Nevertheless, one must commend the creators of this video for making an effort to depict the effects of relativity, even if the representation is not quite correct. It’s better to acknowledge the existence of relativity than to dismiss it as baloney. (Indeed, the notion of relativity was a revolutionary one and took a while to be accepted by the physics community. Einstein’s 1921 Nobel Prize, awarded 16 years after Einstein introduced special relativity, was explicitly given for his discovery of the photoelectric effect and not for special and general relativity.)

Either that or Matsuura is flying backward … which would be pretty impressive.

For a better idea of how things get distorted, I recommend riding the Relativistic Rollercoaster.


Odoru♥11 – Shiawase Kyouryuu Ondo (2002)
Tsunku / Tsunku / SHO-1 / zetima

This genre-bending, reality-defying post-structuralist extravaganza transcends any notion of a self-consistent narrative universe and plunges the viewer into a meta-performance of meta-spectacular meta-proportions. It’s a video of a theatrical performance delivered by a live cast for the benefit of a cartoon audience, interspersed with animated special effects that intrude upon the physical reality of the set … and some of these actually remain on the set, rather inexplicably. Add to that the conspicuous black attire of the four crew members holding up the moving set pieces (why yes, black is perfect camouflage for the backdrop’s profusion of color!), and you have a structural schism that challenges the mind. It breaks the fourth wall. It breaks the fifth wall! It erects a sixth wall out of cheap cardboard and punches a hole in it. At the heart of this epic drama is a trinity of unanswered questions: Who are the actors? Who is the audience? And why is the audience watching this performance at all?

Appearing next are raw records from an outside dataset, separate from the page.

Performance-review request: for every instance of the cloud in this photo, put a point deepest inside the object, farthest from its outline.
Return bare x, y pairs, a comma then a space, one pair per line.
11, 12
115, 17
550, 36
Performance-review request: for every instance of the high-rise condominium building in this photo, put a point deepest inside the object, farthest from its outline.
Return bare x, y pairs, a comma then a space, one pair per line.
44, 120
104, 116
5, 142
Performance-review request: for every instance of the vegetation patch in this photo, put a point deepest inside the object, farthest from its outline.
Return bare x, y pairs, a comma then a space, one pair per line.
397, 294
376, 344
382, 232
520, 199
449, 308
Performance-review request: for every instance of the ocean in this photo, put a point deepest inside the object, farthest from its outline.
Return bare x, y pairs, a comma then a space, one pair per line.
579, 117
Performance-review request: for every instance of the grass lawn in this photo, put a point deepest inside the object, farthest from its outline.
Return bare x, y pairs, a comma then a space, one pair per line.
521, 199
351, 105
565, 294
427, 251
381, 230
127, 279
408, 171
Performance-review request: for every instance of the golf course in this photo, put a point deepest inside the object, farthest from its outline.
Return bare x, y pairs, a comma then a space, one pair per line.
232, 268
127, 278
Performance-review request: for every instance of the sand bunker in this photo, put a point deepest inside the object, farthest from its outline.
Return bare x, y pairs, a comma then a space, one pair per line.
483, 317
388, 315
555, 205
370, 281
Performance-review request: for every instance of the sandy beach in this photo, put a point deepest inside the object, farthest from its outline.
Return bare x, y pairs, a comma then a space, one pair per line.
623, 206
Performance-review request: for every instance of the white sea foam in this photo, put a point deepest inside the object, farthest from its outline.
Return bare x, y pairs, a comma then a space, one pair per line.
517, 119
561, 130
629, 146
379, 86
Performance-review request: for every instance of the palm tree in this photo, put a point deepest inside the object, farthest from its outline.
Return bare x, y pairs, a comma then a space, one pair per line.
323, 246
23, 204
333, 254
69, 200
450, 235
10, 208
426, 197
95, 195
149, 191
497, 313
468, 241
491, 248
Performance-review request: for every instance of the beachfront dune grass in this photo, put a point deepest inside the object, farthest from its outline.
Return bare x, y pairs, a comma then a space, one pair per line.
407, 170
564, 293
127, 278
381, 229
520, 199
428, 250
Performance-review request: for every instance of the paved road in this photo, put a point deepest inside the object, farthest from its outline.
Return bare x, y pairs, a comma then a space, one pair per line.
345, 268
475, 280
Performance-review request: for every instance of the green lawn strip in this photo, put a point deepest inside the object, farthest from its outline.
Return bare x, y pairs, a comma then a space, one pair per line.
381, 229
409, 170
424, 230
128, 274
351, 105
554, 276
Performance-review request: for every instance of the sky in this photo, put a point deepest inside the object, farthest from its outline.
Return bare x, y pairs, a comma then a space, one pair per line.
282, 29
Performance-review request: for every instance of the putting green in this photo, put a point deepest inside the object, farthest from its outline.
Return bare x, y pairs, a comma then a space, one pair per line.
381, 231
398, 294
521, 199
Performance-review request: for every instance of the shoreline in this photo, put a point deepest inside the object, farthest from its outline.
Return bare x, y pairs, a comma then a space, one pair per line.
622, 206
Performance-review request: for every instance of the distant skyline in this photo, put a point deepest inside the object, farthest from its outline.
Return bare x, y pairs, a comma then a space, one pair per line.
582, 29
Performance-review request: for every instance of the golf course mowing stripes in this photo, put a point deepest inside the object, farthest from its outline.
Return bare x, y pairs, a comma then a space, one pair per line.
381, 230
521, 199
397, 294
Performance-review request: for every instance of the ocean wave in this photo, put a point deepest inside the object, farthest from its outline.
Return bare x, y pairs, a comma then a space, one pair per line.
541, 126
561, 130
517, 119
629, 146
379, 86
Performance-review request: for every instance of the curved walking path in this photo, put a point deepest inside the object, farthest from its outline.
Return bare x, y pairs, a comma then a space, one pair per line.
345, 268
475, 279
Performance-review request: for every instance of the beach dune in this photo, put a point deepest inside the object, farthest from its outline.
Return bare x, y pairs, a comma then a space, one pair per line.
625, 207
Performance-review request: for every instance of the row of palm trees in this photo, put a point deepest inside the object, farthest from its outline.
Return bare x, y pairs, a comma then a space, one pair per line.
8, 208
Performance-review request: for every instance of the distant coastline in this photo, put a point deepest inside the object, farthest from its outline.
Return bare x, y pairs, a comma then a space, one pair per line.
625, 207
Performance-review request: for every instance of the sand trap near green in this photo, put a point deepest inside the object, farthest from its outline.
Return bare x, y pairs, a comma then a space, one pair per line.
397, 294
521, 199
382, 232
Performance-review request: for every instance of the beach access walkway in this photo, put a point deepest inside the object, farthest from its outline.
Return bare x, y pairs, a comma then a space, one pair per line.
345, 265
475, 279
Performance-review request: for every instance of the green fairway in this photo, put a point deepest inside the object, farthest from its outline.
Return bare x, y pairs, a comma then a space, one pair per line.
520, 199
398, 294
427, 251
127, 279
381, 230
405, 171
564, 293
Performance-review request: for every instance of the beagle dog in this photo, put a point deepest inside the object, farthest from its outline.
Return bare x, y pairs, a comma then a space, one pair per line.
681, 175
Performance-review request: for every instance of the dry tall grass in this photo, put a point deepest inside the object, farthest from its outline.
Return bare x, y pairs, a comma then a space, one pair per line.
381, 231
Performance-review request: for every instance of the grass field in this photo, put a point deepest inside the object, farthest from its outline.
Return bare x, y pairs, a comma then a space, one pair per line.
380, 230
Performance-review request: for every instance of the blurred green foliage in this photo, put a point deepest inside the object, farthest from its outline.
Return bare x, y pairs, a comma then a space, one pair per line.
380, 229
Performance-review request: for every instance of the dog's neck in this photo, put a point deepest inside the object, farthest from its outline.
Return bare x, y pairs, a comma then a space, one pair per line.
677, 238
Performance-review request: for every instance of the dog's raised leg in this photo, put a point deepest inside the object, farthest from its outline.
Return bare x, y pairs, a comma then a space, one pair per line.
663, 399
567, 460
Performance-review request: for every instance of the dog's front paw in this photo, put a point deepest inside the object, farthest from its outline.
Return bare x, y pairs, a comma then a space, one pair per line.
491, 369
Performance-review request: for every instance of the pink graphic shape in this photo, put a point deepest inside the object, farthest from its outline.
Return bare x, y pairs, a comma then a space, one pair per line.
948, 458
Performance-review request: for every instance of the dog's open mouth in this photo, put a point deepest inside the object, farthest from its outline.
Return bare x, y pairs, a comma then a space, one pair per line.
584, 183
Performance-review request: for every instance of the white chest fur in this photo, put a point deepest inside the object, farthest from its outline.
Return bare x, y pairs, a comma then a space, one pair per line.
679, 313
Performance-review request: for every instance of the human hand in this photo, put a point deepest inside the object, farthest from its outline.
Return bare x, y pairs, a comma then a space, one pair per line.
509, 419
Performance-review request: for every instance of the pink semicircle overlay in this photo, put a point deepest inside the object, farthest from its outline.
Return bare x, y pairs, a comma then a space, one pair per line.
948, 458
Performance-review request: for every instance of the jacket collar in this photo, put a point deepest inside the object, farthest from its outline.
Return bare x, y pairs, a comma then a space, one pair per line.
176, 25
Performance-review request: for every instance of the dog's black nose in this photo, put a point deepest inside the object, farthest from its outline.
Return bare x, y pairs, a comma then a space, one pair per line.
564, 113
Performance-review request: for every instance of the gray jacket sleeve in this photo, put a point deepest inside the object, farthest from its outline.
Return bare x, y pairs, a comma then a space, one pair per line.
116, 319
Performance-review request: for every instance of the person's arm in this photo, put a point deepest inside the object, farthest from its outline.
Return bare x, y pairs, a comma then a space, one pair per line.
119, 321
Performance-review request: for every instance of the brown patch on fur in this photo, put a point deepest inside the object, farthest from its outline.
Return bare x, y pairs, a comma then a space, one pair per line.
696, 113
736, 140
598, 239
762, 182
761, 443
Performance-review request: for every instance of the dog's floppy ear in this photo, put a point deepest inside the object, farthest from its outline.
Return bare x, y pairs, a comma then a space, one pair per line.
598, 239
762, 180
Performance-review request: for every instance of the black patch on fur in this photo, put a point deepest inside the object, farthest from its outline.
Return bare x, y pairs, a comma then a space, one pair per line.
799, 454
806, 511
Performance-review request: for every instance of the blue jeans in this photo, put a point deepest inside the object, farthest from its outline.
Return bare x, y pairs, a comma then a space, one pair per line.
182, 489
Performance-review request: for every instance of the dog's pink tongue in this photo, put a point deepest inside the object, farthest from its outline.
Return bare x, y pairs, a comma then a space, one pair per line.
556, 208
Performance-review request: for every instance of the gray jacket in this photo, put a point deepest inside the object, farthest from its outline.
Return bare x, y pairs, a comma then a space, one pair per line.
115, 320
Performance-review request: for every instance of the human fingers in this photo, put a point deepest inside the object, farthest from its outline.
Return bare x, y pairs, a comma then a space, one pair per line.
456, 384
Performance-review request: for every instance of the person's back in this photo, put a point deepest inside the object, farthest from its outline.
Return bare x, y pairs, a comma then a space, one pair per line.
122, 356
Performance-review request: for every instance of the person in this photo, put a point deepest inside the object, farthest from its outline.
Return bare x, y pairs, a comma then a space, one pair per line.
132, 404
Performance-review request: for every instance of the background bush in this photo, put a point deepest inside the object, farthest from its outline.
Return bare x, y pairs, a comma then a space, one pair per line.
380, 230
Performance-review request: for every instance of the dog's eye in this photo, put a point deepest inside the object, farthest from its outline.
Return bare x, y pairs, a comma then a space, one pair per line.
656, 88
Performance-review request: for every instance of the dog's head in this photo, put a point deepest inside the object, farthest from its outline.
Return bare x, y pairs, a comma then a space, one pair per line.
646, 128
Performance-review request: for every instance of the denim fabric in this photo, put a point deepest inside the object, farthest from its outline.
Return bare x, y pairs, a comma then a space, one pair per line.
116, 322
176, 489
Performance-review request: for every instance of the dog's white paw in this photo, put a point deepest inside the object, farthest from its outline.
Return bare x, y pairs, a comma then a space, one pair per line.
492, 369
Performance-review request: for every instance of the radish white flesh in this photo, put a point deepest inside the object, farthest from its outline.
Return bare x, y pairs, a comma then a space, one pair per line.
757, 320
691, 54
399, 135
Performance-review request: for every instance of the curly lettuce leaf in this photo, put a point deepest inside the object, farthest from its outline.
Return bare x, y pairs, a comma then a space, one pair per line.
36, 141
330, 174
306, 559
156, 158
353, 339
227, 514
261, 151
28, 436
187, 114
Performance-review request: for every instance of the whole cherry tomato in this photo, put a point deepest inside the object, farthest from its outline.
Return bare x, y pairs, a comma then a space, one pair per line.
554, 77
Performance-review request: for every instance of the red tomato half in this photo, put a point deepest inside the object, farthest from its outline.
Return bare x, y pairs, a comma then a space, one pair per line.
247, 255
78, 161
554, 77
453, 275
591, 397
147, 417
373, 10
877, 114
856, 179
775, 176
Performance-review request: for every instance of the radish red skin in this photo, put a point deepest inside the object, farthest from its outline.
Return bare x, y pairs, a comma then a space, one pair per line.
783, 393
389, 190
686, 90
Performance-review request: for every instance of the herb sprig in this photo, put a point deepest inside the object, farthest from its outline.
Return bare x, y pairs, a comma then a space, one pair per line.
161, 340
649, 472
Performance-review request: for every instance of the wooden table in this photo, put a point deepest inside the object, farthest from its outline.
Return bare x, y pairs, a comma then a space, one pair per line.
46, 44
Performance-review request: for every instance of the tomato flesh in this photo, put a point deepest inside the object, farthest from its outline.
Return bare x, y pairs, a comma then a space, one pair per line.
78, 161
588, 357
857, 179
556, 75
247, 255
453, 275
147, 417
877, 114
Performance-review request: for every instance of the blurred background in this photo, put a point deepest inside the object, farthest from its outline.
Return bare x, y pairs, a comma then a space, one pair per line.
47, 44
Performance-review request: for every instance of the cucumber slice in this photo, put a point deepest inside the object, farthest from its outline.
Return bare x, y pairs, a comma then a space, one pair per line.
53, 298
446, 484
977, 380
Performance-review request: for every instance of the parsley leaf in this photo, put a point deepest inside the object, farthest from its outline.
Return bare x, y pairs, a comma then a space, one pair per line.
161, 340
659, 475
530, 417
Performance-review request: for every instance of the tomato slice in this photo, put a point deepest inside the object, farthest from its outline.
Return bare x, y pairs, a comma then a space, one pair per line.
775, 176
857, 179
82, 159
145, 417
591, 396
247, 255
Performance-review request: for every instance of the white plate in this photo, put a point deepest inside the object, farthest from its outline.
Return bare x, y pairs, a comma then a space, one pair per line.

Mini Moni。 – Mini Moni。 Kazoe Uta ~Ofuro Version~ (2003)
Tsunku / Tsunku / Takahashi Yuichi / zetima

Counting to 20 has never before been so exciting. And certainly, bathing is a perfect opportunity to rehearse the order of these precious integers. You might even ponder the set-theoretic construction of the natural numbers while you’re at it. Mmm…. Peano axioms …

And indeed, why stop at 20? The natural numbers are infinite! Countably infinite, even. There is no positive integer you won’t eventually reach if you start at 1 and count in increments of 1. (Counting the real numbers, on the other hand ….)

And is Tsuji doing the “Renai Revolution 21” dance?


Mini Moni。 – Mini Moni。 Kazoe Uta ~Date Version~ (2003)
Tsunku / Tsunku / Takahashi Yuichi / zetima

You know, these two were originally on the Countdown! as separate entries. But somewhere along the way, I discovered I had left out a few noteworthy videos, and having already started the Countdown!, I realized I had more videos than there were slots to hold them. Luckily, I also realized that a couple of videos were more highly ranked than they deserved to be, and so I quietly removed them from the list. Unfortunately, however, this still left me with one video too many, and alas, the pigeonhole principle must force two videos into the same slot. That, or make a cheap attempt to resort to zero-based indexing after the fact. So given the similarity between the two versions of “Mini Moni。 Kazoe Uta”, I decided to collapse the two videos into one, kind of. I like the Date Version a little more, so I’ll rank it a bit higher. :)

I think Kago steals the show in this one. Hilarity.

What, you say? 50.5 is not an integer?